Fibroblasts were detected in H&E-stained images using the RudolfV101 pathology foundation model. The model was applied to all tissue spots in the LUAD (2189 tumor samples from 663 patients (303 female, 360 male; mean age = 64.7 years; median age = 64.7 years; Supplementary Fig. 18C–F) and LUSC (1618 tumor samples from 462 patients (116 female, 346 male; mean age = 67.8 years; median age = 68.7 years; Supplementary Fig. 19C–F) cohorts. For each patient, fibroblast abundance was quantified per spatial niche both as absolute counts and as proportions relative to all cells within the niche. Correlations between fibroblast abundance and niche frequencies were computed using Pearson’s correlation coefficient. Differences in fibroblast abundance between “hot” and “cold” niches were assessed using a Chi-squared test. To evaluate prognostic associations, patients were stratified into tertiles based on either their fibroblast maximum abundance over tissue spots (max pooling) or their fibroblast mean abundance over tissue spots, analogous to the risk score analyses for niche patterns. Survival differences between strata were analysed using Kaplan–Meier curves and log-rank tests. The LUAD survival cohort comprised n = 108 patients (44 female, 64 male; mean age = 64.7 years; median age = 65.4 years; Supplementary Fig. 18G. H), and the LUSC survival cohort comprised n = 109 patients (24 female, 85 male; mean age = 69.9 years; median age = 70.4 years; Supplementary Fig. 19 G + H).

Step 5 – Visualizations

Feature distributions

All cluster maps were z-scored over columns (features), hierarchical agglomerative clustering was applied with Euclidean distance and single linkage. For better visual contrast, the colormaps were non-linearly compressed with a logarithm, including a multiplicative saturation factor if necessary.

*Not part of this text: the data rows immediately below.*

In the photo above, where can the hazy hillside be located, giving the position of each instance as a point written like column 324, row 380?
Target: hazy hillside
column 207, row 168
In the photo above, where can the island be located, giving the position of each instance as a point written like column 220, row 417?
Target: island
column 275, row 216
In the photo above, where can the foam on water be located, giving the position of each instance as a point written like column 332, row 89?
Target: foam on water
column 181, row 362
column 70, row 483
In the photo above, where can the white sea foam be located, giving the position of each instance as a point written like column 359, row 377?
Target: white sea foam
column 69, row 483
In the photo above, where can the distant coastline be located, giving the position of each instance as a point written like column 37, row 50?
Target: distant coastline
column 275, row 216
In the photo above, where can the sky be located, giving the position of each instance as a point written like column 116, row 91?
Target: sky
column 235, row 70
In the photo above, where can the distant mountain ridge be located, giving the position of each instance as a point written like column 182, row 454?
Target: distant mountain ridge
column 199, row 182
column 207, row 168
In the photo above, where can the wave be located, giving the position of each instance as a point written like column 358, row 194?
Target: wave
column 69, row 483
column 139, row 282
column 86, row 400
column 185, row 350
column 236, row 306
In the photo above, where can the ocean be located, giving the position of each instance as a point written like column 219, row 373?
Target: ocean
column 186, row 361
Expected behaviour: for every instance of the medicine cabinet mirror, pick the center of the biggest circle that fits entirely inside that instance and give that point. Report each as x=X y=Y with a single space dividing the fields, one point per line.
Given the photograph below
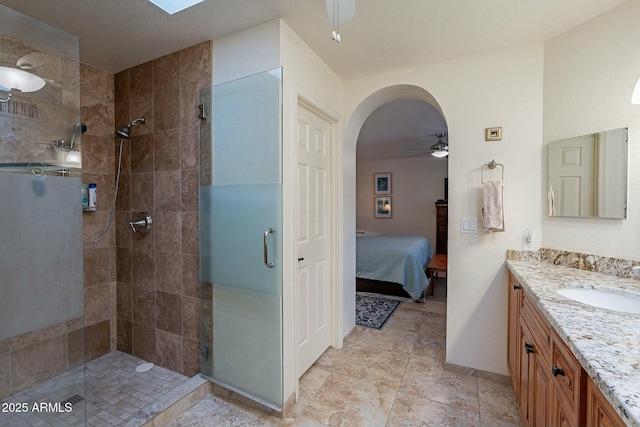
x=588 y=175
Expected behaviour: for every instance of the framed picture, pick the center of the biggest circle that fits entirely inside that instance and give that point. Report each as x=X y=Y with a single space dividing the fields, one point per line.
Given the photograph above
x=493 y=134
x=382 y=207
x=382 y=183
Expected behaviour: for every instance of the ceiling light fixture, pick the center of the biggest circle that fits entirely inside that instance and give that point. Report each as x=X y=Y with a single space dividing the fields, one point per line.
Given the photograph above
x=635 y=96
x=15 y=79
x=175 y=6
x=339 y=12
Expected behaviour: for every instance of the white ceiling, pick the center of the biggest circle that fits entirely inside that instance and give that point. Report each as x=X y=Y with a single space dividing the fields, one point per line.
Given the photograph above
x=384 y=35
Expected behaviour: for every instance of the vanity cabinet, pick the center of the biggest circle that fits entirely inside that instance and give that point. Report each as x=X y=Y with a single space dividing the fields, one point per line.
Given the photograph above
x=599 y=412
x=551 y=387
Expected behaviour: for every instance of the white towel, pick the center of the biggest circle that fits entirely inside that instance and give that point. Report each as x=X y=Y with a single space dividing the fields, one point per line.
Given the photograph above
x=492 y=209
x=552 y=202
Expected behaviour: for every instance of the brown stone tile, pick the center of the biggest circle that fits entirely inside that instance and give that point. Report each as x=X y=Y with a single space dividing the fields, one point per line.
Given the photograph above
x=97 y=154
x=144 y=342
x=141 y=151
x=75 y=348
x=93 y=82
x=141 y=79
x=5 y=375
x=143 y=270
x=36 y=363
x=98 y=304
x=189 y=191
x=96 y=266
x=196 y=61
x=95 y=114
x=169 y=312
x=74 y=324
x=169 y=350
x=189 y=146
x=192 y=314
x=191 y=357
x=124 y=265
x=166 y=70
x=121 y=86
x=165 y=108
x=144 y=306
x=169 y=273
x=93 y=225
x=37 y=336
x=190 y=274
x=124 y=301
x=190 y=233
x=97 y=341
x=125 y=336
x=142 y=192
x=70 y=73
x=166 y=150
x=167 y=187
x=189 y=99
x=169 y=232
x=123 y=202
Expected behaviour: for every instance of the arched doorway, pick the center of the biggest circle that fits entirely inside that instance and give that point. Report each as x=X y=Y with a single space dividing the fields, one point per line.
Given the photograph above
x=352 y=130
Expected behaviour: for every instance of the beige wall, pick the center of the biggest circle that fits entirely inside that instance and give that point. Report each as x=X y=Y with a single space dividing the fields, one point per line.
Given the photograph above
x=589 y=74
x=497 y=89
x=416 y=184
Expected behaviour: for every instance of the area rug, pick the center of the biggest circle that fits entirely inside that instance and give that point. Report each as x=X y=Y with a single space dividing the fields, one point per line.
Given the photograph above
x=373 y=312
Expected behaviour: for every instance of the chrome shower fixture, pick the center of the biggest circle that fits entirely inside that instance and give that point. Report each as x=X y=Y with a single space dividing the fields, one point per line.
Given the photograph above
x=78 y=128
x=125 y=131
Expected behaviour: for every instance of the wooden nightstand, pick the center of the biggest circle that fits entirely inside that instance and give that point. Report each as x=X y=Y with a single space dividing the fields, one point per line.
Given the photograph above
x=437 y=264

Stacked histograms were sorted based on the one-dimensional projection of their kernel principal components102, done separately for rows and columns. We use a Gaussian kernel with a length scale of one over the number of features. This choice was made to better convey the idea of the multi-dimensional cumulative distribution of the cohort.

The immunology atlas

We embed the tissue spots in a two-dimensional plane to give a comprehensive overview of the concentration and spread among the immuno-composition we found via application of the niches. The location of each spot is determined by the loadings of cell niches measured in each spot. We used a UMAP103 projection with the number of neighbors set to 100, minimum distance set to 8, and a spread of 8. This was chosen to avoid dense clustering that would have resulted in overlapping tissue composition thumbnails. Each tissue thumbnail comes with a circular bar plot that summarizes the niche concentration of each spot. See Figs. 3 and 4.

Ethics declaration

The study was performed according to the ethical principles for medical research of the Declaration of Helsinki and was approved by the Ethics Committee of the Charité University Medical Department in Berlin (EA4/082/22). All patients provided written informed consent for the scientific use of their archived tissue and associated clinical data. The study was retrospective and involved no additional procedures or interventions; therefore, no participant compensation was provided. Information on the race, ethnicity and socioeconomic status of patients was not available. Mutation status, recurrence information and smoking status were incomplete at the time of writing.

Reporting summary

Further information on research design is available in the Nature Portfolio Reporting Summary linked to this article.